Superato (e, per esperienza personale, assicuro faticosamente) il primo tratto bisogna, prima di attraversare la main road e affrontare un altro percorso simile a quello descritto, superare un fossatello, scavato apposta, che bisognerebbe scavalcare con un balzo se qualcuno non avesse pietosamente ammucchiato un po’ di sassi, sormontati da quello che sembra il vecchio piatto di una doccia. Naturalmente anche qui il passaggio è possibile solo per una persona alla volta, purché si tratti di persona dall’autonoma mobilità.
AlKhader_fossato
Sono rimasta molto colpita dalla dignità con cui la signora (che aveva accettato di venir fotografata), superava,tradizionalmente abbigliata,
il ponticello che tutto è fuorché provvisorio: un manufatto più idoneo probabilmente verrebbe distrutto.Tutta la situazione è assurda: il passaggio dai villaggi alla città è naturalmente molto praticato: ho incontrato un anziano che si appoggiava a due bastoni per andare in ospedale a curare l’ernia al disco, bambini che andavano a scuola, lavoratori di ogni tipo, chi in tuta, chi in giacca e cravatta..
AlKhader_folla
Si possono incontrare anche donne che portano sulla testa cesti di frutta o verdura per venderli a Betlemme. Gli orti dei villaggi producono ortaggi e frutta di ottima qualità, ma il trasferimento dei prodotti da quello che da secoli è il luogo di produzione alla città può avvenire solo sotto forma di trasporto personale.
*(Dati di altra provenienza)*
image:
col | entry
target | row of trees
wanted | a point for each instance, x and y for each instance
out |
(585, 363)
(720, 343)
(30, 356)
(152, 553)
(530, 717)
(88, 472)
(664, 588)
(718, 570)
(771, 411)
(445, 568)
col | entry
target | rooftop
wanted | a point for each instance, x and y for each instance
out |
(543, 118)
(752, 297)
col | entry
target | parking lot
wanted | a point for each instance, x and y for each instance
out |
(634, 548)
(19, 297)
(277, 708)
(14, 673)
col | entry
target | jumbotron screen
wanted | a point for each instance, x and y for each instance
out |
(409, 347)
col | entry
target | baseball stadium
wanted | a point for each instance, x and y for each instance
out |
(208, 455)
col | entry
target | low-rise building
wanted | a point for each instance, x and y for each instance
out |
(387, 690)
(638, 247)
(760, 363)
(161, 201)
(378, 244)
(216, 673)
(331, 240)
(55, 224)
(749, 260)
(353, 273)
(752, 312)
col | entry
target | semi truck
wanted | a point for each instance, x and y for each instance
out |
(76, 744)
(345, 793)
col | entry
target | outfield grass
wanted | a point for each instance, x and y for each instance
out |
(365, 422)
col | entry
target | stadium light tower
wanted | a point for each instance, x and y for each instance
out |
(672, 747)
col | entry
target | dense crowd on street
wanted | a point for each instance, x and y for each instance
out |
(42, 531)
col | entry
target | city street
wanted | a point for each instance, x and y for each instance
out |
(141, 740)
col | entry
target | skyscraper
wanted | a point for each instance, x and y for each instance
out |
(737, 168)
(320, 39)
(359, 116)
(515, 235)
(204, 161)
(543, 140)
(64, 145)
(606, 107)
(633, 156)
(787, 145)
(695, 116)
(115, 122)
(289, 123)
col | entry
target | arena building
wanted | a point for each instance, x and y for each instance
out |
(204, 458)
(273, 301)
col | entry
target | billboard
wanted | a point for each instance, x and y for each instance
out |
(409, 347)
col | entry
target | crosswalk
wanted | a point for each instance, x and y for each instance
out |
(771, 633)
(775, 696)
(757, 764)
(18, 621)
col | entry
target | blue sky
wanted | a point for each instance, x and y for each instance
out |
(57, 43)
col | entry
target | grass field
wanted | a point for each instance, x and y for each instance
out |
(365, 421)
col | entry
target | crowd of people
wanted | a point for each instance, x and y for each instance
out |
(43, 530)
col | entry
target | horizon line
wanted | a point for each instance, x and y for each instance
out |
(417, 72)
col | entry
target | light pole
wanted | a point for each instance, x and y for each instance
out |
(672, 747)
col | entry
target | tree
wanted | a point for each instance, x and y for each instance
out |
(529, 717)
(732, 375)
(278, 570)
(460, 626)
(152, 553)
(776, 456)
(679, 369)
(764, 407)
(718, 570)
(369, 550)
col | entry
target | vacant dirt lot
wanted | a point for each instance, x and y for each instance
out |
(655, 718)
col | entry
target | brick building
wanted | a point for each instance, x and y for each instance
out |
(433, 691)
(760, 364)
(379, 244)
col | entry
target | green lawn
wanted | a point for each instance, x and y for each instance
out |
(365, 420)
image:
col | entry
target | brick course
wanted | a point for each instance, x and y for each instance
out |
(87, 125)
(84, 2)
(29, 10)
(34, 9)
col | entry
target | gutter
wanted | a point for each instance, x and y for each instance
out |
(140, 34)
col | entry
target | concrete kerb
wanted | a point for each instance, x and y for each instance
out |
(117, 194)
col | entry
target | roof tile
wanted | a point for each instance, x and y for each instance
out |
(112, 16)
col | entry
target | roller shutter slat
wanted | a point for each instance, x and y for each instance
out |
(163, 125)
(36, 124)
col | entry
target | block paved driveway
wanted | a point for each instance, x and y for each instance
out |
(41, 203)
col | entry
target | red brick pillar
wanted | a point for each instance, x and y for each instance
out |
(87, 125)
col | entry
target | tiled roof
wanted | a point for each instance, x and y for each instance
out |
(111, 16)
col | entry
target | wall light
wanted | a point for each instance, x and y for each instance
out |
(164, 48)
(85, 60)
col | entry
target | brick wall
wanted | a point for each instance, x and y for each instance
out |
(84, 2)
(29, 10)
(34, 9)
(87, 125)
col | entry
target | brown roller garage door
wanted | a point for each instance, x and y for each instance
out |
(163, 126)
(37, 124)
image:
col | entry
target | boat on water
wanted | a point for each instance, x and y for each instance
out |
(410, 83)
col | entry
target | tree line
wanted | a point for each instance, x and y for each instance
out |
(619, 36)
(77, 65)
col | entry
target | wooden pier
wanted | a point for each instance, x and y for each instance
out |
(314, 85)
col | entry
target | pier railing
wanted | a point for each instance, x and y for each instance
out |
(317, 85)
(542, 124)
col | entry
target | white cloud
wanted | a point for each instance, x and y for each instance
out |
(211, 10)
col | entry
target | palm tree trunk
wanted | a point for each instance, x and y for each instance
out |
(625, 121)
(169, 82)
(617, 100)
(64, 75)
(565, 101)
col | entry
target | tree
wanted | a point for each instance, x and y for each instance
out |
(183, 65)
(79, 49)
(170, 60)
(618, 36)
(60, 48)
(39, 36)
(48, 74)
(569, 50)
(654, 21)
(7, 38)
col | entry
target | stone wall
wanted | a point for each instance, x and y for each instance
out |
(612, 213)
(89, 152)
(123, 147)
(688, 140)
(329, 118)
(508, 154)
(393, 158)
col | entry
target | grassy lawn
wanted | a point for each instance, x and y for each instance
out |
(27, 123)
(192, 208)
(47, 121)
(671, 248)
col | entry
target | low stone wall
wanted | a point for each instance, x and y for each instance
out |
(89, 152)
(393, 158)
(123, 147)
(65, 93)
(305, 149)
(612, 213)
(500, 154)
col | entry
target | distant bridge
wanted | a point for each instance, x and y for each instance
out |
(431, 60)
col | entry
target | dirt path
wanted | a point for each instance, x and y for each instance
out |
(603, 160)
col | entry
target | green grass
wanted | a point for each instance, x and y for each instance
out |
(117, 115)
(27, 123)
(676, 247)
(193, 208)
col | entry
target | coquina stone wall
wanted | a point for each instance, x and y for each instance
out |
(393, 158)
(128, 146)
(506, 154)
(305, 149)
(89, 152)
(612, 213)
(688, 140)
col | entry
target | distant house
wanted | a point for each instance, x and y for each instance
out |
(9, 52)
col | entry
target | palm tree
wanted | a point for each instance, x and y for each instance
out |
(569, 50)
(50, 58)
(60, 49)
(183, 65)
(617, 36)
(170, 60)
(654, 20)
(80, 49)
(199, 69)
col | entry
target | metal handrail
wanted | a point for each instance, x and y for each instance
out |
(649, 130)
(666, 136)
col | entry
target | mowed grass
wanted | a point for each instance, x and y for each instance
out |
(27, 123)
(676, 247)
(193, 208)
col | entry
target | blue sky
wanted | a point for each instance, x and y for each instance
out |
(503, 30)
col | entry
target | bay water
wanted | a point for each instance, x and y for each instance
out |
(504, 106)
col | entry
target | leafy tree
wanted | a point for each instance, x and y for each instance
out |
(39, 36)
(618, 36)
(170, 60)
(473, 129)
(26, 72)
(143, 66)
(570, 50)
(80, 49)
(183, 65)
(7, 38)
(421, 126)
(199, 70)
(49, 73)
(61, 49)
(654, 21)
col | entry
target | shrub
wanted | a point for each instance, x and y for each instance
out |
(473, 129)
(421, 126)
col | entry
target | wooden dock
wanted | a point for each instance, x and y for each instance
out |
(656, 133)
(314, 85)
Se i prodotti agroalimentari vengono trasferiti oltre i confini della West Bank devono essere affidati alla responsabilità di Israele: il controllo confinario della West Bank appartiene infatti allo stato di Israele, con tutti i vantaggi e i problemi che ne possono conseguire; uno fra tutti, la questione dei rimborsi delle imposte doganali di cui si è parlato dopo la contestata vittoria elettorale di Hamas.Solo il breve confine fra Gaza e l’Egitto ha da pochissimo tempo, dopo l’uscita dei coloni dalla Striscia, un controllo internazionale. Speriamo funzioni per quel che può! Si è detto, da parte del nuovo governo israeliano, che invece il confine fra i Territori e la Giordania (anche se appartiene alle conquiste del 1967, mai riconosciute dall’ONU come stato di Israele) resterà sotto il loro controllo: la valle del Giordano, ricca di acque, è parte troppo ghiotta per venir riconsegnata.